The World Bank regional classification results to 8 regions containing 167 countries.

Note the last group with names not available in the m49 classification scheme. These four regions do not belong to any regions automatically but could classified manually:

  • Kosovo and North Cyprus: Europe & Central Asia
  • Somaliland Region: Sub-Saharan Africa
  • Taiwan Province of China: East Asia & Pacific

2.4.2 Combine whr_m49 with World Bank Group Codes

The second sheet to combine is data from wb-class-compositions.rds. This is more complex as it contains 2085 entries divided in 48 groups. The entries are multiple country codes and country names as each country belong to several groups.

R Code 2.24 : Combine whr_m49 with the World Bank groups

Code
whr_m49_wb_regions <-  base::readRDS(
  "data/whr-cantril/rds/whr_m49_wb_regions.rds")

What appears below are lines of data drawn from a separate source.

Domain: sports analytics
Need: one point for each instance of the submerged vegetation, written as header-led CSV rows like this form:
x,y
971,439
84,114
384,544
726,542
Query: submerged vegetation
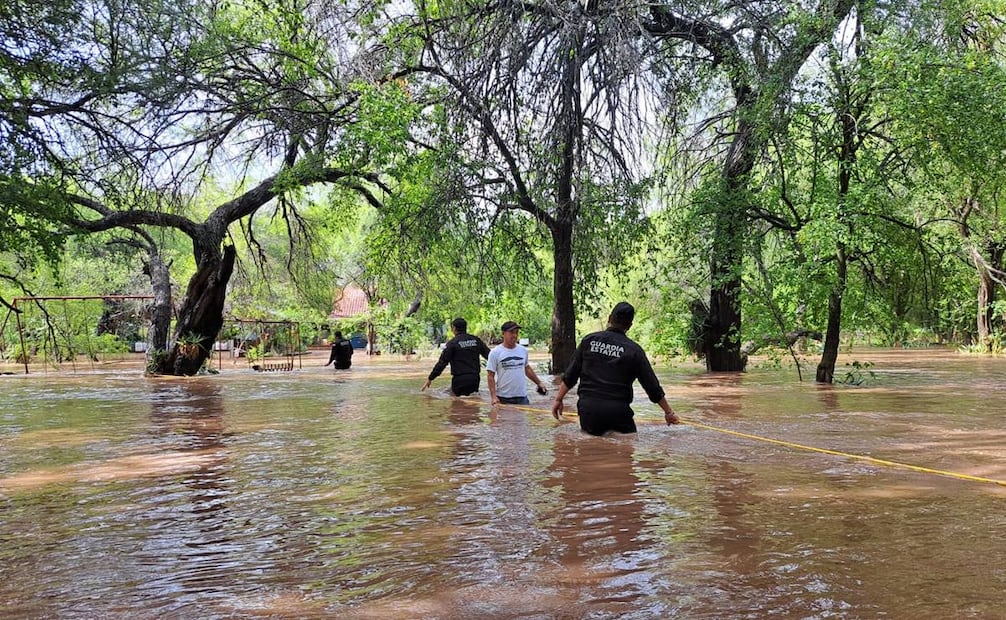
x,y
755,177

wb_class_compositions_reduced <-  base::readRDS(
  "data/country-class/wb/rds/wb-class-compositions.rds") |> 
  dplyr::select(-4)

## left join: WHR-M49 as priority ########
  whr_m49_wb <- dplyr::left_join(
    x = whr_m49_wb_regions,
    y = wb_class_compositions_reduced,
    by = dplyr::join_by(iso3 == WB_Country_Code),
        relationship = "many-to-many")

## show whr_m49_wb #########
(
    dt_whr_m49_wb <- class_scheme2(
            df = whr_m49_wb,
            sel1 = rlang::quo(`Country_M49`),
            sel2 = rlang::quo(`WB_Group_Name`)
            )
)

## save whr_m49_wb as .rds file ################
my_save_data_file(
  "whr-cantril/rds", 
  whr_m49_wb, 
  "whr_m49_wb.rds")
#> # A tibble: 48 × 3
#> # Rowwise:  WB_Group_Name
#>    WB_Group_Name                               Country                         N
#>    <chr>                                       <chr>                       <int>
#>  1 Africa Eastern and Southern                 Angola; Angola; Angola; An…   247
#>  2 Africa Western and Central                  Benin; Benin; Benin; Benin…   233
#>  3 Arab World                                  Algeria; Algeria; Algeria;…   234
#>  4 Caribbean small states                      Belize; Belize; Belize; Be…     9
#>  5 Central Europe and the Baltics              Bulgaria; Bulgaria; Bulgar…   143
#>  6 Early-demographic dividend                  Algeria; Algeria; Algeria;…   612
#>  7 East Asia & Pacific                         Australia; Australia; Aust…   207
#>  8 East Asia & Pacific (IDA & IBRD)            Cambodia; Cambodia; Cambod…   129
#>  9 East Asia & Pacific (excluding high income) Cambodia; Cambodia; Cambod…   129
#> 10 Euro area                                   Austria; Austria; Austria;…   260
#> # ℹ 38 more rows

To receive a more concise data frame which a better overview of the available WB group codes I have to limit the WHR data to a specific year. Then I have only one country name and I can use the one-to-many-relationship (Country to WB_Group_Names).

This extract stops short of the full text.